As of early Sunday morning, a little over 35,000 customers were without power in California, according to PowerOutage.us.

Electricity demands will continue to be pushed to the max into at least the middle of this week as temperatures reach levels 15-30 degrees Fahrenheit above late-summer averages. Excessive heat warnings and heat advisories stretched from California and Arizona, to Washington and Idaho, early Sunday morning.

Fresno is forecast to reach the lower 110s Fahrenheit each day through midweek. The last time the city hit the 110-degree mark was June 20, 2017.

Sacramento could blow past its daily record highs for Monday, Tuesday and Wednesday of 106, 107 and 108, respectively, by 3 degrees or more. Cooling centers have been opened in Sacramento and other locales to help residents stay cool amid the record heat.

After tying their daily record of 98 on Saturday, downtown Los Angeles will be near this mark once again during the middle days of the week.

This summer has already gone down as the hottest on record in Phoenix with the city setting a new record for the most days with a temperature at or above 110. On Friday, temperatures reached 117, which tied with the city’s record for hottest August temperature that was set in 2015. Temperatures are forecast to be above 110 through at least the middle of the week in the Valley of the Sun.

“The heat could be so intense that it may affect the ability for planes to take off,” AccuWeather Senior Meteorologist Alex Sosnowski said. Travelers should prepare for flight delays, as well as some weight and baggage restrictions.

The weather phenomena responsible for the sizzling conditions is an expansive area of high pressure, which can be referred to as a “heat dome” in situations such as this. Underneath areas of high pressure, the air sinks. Sinking air compresses and heats up, causing temperatures to soar.

As this heat dome shifts orientation over the next few days, record heat will expand and retract from some areas. This includes around Seattle and Portland, Ore., where record heat to end the weekend will be replaced with more seasonable conditions by midweek.

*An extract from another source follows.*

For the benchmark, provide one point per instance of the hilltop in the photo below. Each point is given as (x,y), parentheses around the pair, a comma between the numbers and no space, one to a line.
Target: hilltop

The searing heat will hold on longer across the interior, with widespread highs in the 90s and 100s lasting into midweek.

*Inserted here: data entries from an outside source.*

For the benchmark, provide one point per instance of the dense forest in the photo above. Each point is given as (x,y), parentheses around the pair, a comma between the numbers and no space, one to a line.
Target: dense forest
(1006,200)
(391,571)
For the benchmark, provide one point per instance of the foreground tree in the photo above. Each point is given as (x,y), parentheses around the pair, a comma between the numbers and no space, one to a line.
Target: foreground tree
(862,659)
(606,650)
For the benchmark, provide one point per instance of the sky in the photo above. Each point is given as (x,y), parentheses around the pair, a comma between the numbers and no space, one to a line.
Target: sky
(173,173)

Outdoor activity is strongly discouraged during the midday and afternoon hours amid the pattern. If you must labor outside, be sure to take frequent breaks in the shade, wear light-colored and loose-fitting clothing and drink plenty of water or sports beverages.

Never leave pets or humans in a locked vehicle for any length of time, even if the windows are cracked open. Use caution when touching metal railings or door knobs that are in the sunlight, as they may be hot enough to cause a burn during the peak heating of the day.

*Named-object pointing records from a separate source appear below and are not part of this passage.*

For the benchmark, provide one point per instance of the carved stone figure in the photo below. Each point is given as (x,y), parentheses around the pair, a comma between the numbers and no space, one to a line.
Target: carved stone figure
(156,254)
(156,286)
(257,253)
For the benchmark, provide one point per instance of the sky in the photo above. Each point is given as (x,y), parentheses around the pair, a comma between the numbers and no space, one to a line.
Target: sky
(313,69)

The hot pattern will only intensify the widespread drought across the region, and create difficult conditions for fire crews battling the dozens of blazes burning out West.

Adding insult to injury will be localized thunderstorms with little rainfall that will only act to create an even higher fire danger.

“Monsoon thunderstorms will continue to be suppressed and storms that form will not produce heavy rain, so lightning can trigger more fires,” AccuWeather Long-Range Meteorologist Tyler Roys said. This will be especially true in portions of California, Nevada, Utah, Washington and Idaho, into early week.

One exception to this rule will be a batch of showers and thunderstorms rumbling through Northern California during Sunday morning, which prompted a rare severe thunderstorm warning for the San Francisco Bay Area.

Unfortunately, Roys and the rest of AccuWeather’s long-range experts do not foresee significant heat, drought or wildfire relief anytime soon.